Fault-tolerant Causal Stability (part I)

You guessed it! This post shows that 1) causal stability is not fault-tolerant but 2) we can do something about it.

Well, that was the intention, at least. The blog post was becoming too long, so I’ll divide it in (exactly those) two:

  • part I: revisits the concepts of causal consistency and causal stability; we’ll also discuss how these two concepts can be implemented in a simple way; we’ll conclude that causal stability is not fault-tolerant
  • part II: shows that causal stability can be fault-tolerant and the level of fault-tolerance provided simply depends on the size of the write quorum

Causal Consistency

In simple terms, causal consistency ensures that:

  • if operation $o$ causes operation $p$
  • then every process in the system will not observe $p$ without observing $o$

In other words, no effect is observed without its cause.

In Figure 1 we have an example where causal consistency is not respected. We start two objects $x$ and $y$ initialized at $0$. Alice writes $x = 1$ and then $y = 2$. At this point, in a causally consistent system, Bob can see:

  • $x = 0 \land y = 0$
  • $x = 1 \land y = 0$
  • $x = 1 \land y = 2$

However, it ended up reading $x = 0 \land y = 2$ (i.e. it saw the second write by Alice without seeing the first), and with that, the run in Figure 1 is not causally consistent.

A run that is not causally consistency.

Implementing causal consistency

We can implement a causally consistent system with two simple steps:

  • attach to each operation $o$ a set containing all its preceding operations; let’s call this set the dependencies of $o$ and denote it by $\textsf{dep}[o]$
  • execute $o$ once all operations in $\textsf{dep}[o]$ have been executed

(Note how this fixes the problem presented in Figure 1.)

Let’s also denote the set of executed operations by $\textsf{Executed}$.

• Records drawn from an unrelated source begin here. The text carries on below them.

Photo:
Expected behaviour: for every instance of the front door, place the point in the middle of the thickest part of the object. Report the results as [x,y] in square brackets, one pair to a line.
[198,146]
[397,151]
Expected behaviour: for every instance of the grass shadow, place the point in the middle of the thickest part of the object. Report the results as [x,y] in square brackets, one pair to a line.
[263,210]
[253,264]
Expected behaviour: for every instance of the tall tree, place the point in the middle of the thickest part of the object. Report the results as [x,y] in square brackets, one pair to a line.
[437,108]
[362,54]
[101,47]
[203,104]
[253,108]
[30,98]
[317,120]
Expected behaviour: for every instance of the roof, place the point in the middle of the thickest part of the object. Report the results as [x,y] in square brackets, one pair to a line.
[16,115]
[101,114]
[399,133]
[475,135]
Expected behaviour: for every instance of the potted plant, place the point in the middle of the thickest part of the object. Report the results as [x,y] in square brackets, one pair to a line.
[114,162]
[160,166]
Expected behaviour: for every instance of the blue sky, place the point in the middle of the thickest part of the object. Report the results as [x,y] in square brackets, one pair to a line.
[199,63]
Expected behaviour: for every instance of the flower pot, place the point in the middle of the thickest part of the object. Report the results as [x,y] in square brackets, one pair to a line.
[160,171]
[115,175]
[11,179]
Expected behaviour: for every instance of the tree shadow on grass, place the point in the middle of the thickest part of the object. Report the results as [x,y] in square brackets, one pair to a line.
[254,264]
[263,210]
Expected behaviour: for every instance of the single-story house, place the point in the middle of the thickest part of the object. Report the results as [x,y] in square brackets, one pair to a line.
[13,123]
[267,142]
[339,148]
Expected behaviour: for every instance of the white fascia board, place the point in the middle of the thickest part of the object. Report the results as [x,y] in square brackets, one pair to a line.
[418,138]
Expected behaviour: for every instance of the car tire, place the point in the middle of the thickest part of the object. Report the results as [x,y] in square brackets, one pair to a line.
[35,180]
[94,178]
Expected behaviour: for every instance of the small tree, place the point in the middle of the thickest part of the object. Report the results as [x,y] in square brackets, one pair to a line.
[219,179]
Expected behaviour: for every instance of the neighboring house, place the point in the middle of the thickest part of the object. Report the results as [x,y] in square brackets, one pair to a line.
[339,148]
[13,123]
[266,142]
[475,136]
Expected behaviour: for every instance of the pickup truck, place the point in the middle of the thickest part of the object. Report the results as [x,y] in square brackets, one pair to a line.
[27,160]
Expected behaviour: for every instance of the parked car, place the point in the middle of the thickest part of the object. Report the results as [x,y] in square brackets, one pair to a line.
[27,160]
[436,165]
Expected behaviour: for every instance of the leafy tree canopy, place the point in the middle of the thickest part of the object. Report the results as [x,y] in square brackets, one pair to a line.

If the process submits operation $o$, then the dependencies of $o$ will be the set of operations that have been executed at that moment, i.e. $\textsf{dep}(o) = \textsf{Executed}$.

A note on concurrency

If operation $o$ causes operation $p$, then $o$ is part of the set of dependencies of $p$:

$$o \in \textsf{dep}(p)$$

However, it can happen that $o$ doesn’t cause $p$ and $p$ doesn’t cause $o$.
When this is the case, we say that $o$ and $p$ are concurrent:

$$o \not \in \textsf{dep}(p) \land p \not \in \textsf{dep}(o)$$

Causal Stability

An operation $o$ is causally stable (denoted by $\textsf{stable}(o)$) if every operation $p$ that will be executed in the system must be caused by $o$:

$$\textsf{stable}(o) \equiv \forall p \cdot p \not \in \textsf{Executed} \implies o \in \textsf{dep}(p)$$

In other words, if $\textsf{stable}(o)$ then every operation will be in the future of $o$.

The concept of causal stability is exploited, for example, by [CRDTs (Section 4.1)](https://hal.archives-ouvertes.fr/inria-00555588/) to perform [garbage-collection (Section 7.2)](https://arxiv.org/abs/1710.04469).

Getting some intuition with an example

Let’s pause for a bit with an example where we compute the set of stable operations.

In this example we have:

  • 3 processes: a, b and c
  • 4 operations: $o$, $p$, $q$ and $r$

Let’s say that:

  • a submitted $o$ and then $p$
  • b saw $o$ and $p$, and then submitted $q$
  • c saw $o$ and submitted $r$

So, we have the following $\textsf{Executed}$:

  • $\textsf{Executed}_{\textbf{a}} = \{o, p\}$
  • $\textsf{Executed}_{\textbf{b}} = \{o, p, q\}$
  • $\textsf{Executed}_{\textbf{c}} = \{o, r\}$

Recall that: the set of dependencies of an operation is the set of executed operations at the time the operation is submitted.

So at this point we know that any operation submitted (by any process) will include $o$ as a dependency. This means that $o$ is stable.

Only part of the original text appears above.